Index CSV data into Vespa using Logstash. You only need Docker/Podman/...
Here's how:
# clone the repo
git clone https://github.com/radu-gheorghe/logstash-vespa-output-demo.git
cd logstash-vespa-output-demo
# run the docker compose file with Vespa and Logstash
docker compose up # or podman compose up
# profit
curl -XPOST -H "Content-Type: application/json" -d\
'{ "yql": "select * from sources * where true"}'\
'http://localhost:8080/search/' | jq .
If you want to profit more, check out the Vespa Query Language docs and its sister pages.
An awesome search engine. More details here. The first container in the compose file is a Vespa container.

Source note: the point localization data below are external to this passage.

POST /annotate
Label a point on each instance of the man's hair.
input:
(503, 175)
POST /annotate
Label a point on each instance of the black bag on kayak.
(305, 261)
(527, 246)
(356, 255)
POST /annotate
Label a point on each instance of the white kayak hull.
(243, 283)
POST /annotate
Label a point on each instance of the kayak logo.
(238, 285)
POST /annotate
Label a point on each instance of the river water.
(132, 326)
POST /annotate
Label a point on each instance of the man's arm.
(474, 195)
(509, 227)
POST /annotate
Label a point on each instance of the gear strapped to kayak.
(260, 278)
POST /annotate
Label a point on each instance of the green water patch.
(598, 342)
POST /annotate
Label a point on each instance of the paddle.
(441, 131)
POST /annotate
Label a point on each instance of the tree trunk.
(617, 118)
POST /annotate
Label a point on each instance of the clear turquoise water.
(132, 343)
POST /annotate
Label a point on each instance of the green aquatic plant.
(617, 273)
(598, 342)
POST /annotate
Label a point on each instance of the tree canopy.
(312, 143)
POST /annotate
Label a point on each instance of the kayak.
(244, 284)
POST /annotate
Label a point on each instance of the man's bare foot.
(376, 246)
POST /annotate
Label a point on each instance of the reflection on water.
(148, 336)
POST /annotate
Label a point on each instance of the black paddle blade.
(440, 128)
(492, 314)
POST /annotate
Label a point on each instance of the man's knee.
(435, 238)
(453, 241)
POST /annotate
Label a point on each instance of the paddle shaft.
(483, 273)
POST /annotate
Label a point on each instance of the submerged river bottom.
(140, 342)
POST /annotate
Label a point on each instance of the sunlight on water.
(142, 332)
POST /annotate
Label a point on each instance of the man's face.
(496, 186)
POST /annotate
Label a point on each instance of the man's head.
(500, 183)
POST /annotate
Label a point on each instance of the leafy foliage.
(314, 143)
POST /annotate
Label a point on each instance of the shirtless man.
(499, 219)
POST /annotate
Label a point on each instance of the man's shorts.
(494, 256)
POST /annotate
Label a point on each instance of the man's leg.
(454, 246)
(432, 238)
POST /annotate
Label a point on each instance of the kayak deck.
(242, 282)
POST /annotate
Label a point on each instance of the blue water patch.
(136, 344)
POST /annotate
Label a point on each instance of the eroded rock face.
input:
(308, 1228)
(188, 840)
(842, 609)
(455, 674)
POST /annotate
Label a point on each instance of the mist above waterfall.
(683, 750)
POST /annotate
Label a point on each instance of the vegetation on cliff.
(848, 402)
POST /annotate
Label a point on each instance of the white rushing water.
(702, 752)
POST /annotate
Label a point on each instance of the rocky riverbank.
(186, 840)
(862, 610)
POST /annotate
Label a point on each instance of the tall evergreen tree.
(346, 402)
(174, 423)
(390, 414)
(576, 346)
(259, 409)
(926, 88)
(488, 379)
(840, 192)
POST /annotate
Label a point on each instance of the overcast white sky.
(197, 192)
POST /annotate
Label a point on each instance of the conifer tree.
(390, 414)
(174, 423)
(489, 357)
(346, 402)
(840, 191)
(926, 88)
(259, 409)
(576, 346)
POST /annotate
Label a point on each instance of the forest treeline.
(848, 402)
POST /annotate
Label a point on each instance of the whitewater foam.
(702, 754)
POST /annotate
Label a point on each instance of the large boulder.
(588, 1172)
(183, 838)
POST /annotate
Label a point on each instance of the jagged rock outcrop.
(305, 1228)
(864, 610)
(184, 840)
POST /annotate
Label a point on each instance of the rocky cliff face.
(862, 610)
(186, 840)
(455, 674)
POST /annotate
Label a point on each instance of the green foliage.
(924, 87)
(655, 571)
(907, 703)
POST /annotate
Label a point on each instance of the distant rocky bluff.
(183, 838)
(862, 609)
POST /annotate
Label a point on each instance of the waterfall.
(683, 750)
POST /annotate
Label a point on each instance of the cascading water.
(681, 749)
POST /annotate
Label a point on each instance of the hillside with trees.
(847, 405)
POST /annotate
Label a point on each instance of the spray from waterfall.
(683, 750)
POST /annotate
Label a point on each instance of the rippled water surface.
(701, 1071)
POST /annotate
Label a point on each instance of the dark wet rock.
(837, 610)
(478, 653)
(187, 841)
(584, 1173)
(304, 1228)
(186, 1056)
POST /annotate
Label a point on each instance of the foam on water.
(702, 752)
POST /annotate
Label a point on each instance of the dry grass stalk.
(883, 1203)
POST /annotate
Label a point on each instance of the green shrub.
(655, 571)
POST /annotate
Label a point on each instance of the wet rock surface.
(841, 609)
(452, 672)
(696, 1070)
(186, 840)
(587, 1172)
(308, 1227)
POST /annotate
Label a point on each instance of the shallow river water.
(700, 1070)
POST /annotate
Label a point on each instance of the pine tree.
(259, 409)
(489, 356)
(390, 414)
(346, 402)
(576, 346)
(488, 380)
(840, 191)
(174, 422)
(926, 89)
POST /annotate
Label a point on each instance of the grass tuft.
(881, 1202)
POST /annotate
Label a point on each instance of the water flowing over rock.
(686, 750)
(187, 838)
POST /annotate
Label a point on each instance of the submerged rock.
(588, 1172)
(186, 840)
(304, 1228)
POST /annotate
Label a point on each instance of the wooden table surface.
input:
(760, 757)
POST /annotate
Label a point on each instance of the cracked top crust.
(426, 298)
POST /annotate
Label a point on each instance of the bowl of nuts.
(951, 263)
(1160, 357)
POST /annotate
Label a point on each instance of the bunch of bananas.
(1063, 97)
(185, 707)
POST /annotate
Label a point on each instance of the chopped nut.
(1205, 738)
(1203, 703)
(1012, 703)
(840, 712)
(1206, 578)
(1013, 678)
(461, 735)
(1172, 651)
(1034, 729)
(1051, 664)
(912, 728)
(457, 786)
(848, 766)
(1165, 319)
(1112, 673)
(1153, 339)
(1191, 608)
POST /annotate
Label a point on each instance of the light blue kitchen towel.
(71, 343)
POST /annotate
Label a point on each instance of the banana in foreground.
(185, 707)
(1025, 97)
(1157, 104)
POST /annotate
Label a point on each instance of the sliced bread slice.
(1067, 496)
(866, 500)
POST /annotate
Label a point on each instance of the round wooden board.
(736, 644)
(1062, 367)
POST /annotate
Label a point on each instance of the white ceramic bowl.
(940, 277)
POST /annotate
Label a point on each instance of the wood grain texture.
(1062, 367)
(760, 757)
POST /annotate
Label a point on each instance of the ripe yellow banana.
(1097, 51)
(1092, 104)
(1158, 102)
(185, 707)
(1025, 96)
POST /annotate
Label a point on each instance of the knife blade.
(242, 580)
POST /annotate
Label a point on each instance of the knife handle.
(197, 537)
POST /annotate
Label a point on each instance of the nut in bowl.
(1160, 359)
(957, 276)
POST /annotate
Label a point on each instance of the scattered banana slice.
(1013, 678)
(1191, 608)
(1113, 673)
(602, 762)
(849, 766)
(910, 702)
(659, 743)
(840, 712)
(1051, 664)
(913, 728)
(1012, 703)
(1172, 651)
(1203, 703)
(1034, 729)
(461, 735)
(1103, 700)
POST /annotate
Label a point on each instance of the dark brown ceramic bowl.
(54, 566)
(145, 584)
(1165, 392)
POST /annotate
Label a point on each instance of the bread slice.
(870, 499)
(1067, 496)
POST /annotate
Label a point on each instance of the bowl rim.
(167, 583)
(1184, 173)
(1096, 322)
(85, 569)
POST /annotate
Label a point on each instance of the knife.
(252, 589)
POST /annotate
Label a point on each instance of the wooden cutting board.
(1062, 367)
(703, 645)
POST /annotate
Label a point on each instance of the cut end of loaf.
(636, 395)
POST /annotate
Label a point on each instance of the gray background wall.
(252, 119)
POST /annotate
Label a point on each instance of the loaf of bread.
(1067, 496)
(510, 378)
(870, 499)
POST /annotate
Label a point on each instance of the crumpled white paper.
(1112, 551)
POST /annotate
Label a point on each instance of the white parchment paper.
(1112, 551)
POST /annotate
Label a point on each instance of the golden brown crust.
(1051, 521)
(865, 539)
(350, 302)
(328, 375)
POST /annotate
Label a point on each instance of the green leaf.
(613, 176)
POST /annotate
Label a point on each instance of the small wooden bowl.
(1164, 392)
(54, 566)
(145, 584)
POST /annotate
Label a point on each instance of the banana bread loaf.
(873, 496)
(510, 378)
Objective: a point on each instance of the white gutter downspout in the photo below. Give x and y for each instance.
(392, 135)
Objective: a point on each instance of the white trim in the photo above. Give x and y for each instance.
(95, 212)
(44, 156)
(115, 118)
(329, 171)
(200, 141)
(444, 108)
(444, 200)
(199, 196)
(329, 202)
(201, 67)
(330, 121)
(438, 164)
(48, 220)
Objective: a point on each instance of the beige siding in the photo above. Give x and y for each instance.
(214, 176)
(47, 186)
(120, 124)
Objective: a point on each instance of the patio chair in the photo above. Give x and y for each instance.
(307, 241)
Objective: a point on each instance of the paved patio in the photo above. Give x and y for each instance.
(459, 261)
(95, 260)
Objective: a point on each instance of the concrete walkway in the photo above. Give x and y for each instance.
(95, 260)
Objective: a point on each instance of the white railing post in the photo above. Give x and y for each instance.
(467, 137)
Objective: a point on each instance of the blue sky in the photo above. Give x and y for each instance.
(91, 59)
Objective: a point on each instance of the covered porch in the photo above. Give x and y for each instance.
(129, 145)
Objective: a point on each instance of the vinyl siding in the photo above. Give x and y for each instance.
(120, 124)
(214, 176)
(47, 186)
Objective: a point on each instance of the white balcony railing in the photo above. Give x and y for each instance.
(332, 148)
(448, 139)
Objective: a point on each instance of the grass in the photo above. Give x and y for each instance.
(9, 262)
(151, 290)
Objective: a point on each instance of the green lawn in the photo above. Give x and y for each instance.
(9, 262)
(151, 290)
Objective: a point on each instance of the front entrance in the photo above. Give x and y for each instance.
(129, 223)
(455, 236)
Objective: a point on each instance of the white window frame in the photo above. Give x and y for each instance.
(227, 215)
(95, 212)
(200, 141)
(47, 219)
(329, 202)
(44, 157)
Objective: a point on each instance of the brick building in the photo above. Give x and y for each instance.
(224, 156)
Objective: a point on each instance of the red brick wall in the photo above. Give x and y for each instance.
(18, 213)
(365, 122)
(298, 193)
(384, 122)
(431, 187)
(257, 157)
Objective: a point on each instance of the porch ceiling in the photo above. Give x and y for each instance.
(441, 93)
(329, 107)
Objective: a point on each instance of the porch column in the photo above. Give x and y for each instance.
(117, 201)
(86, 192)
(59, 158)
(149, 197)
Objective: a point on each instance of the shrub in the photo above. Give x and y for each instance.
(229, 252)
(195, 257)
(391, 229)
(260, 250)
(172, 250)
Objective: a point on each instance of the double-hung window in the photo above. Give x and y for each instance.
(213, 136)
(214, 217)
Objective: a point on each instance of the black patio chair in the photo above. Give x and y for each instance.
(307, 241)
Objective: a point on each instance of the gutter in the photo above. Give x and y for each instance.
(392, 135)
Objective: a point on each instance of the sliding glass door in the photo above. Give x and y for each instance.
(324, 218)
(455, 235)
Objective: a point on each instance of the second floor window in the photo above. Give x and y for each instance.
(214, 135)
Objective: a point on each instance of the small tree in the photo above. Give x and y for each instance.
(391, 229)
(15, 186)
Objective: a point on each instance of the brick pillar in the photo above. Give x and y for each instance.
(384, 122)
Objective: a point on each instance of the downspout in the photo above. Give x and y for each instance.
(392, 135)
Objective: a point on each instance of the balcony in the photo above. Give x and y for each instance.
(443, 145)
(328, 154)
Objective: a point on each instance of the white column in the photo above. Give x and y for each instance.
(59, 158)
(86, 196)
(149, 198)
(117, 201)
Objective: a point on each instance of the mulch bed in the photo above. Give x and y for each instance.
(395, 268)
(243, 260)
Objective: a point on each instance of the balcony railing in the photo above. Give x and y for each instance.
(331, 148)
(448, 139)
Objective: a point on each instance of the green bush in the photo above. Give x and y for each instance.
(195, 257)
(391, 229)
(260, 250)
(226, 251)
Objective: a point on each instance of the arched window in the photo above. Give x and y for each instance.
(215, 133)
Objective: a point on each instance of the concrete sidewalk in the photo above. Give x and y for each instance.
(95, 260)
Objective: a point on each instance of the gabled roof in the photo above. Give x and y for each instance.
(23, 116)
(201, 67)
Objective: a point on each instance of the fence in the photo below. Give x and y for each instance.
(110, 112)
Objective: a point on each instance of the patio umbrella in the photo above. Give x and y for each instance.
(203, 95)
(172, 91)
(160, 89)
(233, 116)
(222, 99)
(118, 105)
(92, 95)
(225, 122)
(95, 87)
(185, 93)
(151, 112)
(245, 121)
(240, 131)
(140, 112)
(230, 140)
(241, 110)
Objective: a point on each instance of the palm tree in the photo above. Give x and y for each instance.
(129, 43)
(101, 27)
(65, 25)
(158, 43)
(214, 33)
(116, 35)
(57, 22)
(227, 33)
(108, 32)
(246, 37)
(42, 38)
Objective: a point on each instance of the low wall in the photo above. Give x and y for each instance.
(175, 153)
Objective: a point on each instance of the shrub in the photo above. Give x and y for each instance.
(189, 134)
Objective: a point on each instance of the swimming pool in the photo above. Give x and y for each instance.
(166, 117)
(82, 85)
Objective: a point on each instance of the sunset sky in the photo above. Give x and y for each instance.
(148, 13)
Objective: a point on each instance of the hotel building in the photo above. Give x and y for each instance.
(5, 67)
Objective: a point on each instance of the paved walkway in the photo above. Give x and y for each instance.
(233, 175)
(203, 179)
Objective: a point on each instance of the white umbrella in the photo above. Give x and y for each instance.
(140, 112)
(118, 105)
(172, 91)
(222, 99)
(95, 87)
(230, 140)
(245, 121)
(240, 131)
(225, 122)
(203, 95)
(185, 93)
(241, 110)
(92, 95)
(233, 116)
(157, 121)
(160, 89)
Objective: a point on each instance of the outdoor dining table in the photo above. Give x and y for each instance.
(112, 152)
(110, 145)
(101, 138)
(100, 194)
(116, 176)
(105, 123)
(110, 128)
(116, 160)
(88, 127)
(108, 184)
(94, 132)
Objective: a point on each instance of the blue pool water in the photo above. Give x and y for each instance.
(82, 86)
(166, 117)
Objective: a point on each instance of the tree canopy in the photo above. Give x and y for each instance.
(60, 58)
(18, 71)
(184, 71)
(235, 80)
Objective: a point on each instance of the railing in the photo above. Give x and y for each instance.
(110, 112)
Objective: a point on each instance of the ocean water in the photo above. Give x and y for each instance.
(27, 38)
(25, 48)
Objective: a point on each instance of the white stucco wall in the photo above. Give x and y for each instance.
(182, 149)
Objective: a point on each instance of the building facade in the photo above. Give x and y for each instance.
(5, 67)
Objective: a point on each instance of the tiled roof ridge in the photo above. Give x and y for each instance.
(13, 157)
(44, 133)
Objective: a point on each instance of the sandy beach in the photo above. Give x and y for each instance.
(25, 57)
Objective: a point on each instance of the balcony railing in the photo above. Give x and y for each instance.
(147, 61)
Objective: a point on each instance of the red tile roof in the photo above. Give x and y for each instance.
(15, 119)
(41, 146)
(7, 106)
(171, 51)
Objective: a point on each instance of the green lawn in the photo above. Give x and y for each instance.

A very flexible ETL tool. More details here. The second container in the compose file is a Logstash container, which is configured to index the CSV data into Vespa. Here's how:
- First, we need a Vespa application package. Here, blog_posts_app contains a simple application package, configuring everything from number of nodes to schema.
- During Logstash startup, we deploy the application package to Vespa, to make sure that e.g. the schema is there.
- Also during Logstash startup, we install the Vespa output plugin for Logstash.
- Finally, we run Logstash with logstash.conf, which reads the CSV file, parses it, and writes the documents to Vespa.
A simple CSV file with blog posts. You can replace it with your own data, just make sure to update:
- logstash.conf to parse the right fields.
- The Vespa schema to match those fields. We have IDE support to help with that.
- If you change the document type from
postto something else, make sure to update:- the schema file name: it needs to match the document type name within it
document_typein logstash.conf- the document type in services.xml
- If you change the CSV file name, make sure to update:
- logstash.conf to point to the right filename
- the volume path in docker-compose.yml.